Under the plans, the east of England will grow from generating around a third of the clean energy required by the nations homes to around 69% by 2030, he said. “More needs to be done to improve our infrastructure in the east of England to facilitate such growth. We also need to be aware of the impact that some of these projects and targets bring with them in terms of working with the local population and the environment.”

Ian Pease, energy development manager for the East of England’s Generate Energy told Windpower Monthly that “it’s incredible news” and a real boost for East Anglia, which “has versatile offshore energy ports, a highly-skilled energy supply chain and unrivalled centres of energy innovation”.

The region’s role in hydrogen, including wind-powered produced, will also grow, he said. “We’ve got a lot of skill sets and capabilities, businesses in the region that can pivot quite comfortably to processing hydrogen rather than processing hydrocarbons.”

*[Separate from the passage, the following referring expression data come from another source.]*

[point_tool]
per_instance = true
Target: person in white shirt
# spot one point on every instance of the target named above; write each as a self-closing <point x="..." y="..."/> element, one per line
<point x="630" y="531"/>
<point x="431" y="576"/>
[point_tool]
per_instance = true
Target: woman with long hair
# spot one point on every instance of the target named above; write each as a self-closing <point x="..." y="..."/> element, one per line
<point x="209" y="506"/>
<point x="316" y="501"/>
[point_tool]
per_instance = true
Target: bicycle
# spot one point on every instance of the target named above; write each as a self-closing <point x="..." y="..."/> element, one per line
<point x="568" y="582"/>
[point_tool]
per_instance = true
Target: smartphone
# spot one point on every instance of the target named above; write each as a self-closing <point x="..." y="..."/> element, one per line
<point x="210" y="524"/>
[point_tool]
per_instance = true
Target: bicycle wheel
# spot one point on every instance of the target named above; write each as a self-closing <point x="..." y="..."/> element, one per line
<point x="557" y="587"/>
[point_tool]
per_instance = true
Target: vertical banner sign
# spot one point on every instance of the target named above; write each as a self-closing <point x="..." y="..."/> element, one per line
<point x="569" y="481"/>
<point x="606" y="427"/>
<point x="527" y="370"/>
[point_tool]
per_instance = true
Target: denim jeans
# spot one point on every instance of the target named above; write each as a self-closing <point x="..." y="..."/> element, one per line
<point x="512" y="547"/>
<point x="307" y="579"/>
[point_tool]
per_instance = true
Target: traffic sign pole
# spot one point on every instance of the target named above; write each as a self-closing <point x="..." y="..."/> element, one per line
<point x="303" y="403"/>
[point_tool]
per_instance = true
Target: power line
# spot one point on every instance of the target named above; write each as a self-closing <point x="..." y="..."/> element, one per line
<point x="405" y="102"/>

The East of England currently has 4.6GW of operating offshore wind, with another 8.3GW in the pipeline by 2030, but there is space for the wind sector to grow and thrive in the region, Pease said. “We need to make sure that every inch of our ports in England can be used for assembly and construction and load up,” he said.

But he warned: “There’s no doubt that planning is a real serious concern.”

Pease said a big “social mission” for offshore wind, and as well as onshore wind, is needed. You have to think about the onshore infrastructure such as substations required to meet the new offshore wind goals. “We need to be better at how we build social permission so communities see the real benefits of new energy coming into their homes or their communities.”

That was highlighted recently when Suffolk Coastal MP Therese Coffey – also a member of the UK cabinet as secretary of state for work and pensions – expressed her disappointment when the government gave the green light to ScottishPower Renewables’ 800MW East Anglia One North Offshore Wind Farm and 900MW East Anglia Two Offshore Wind Farm (part of the new East Anglia Hub) on 31 March 2022. Coffey has been outspoken in her opposition to the developments because of the 30-acre substation to connect the projects to the onshore grid, which is planned near the quiet Suffolk village of Friston, in the East of England.

Coffey, who is a firm supporter of plans for a new nuclear plant, Sizewell C, planned nearby on the Suffolk coast, opposes the wind farms because she thinks the onshore infrastructure will have a “devastating impact” on the area. She said: “Whilst I have always supported the offshore elements of the application, I have consistently spoken against the associated onshore infrastructure and the impact on Suffolk coastal, particularly in relation to the proposed substation at Friston, engaging extensively in the planning process and suggesting alternatives.”

Generate says the wind farms planned by ScottishPower Renewables, which is owned by Iberdrola, and the UK’s new energy strategy will realise significant investment and job opportunities in the region. Pease is hopeful: “I think the industry and stakeholders have a more coherent dialogue with people concerned about the connection of offshore wind to the region. That dialogue is more genuine and honest and sensitive now and we help to allay their concerns.”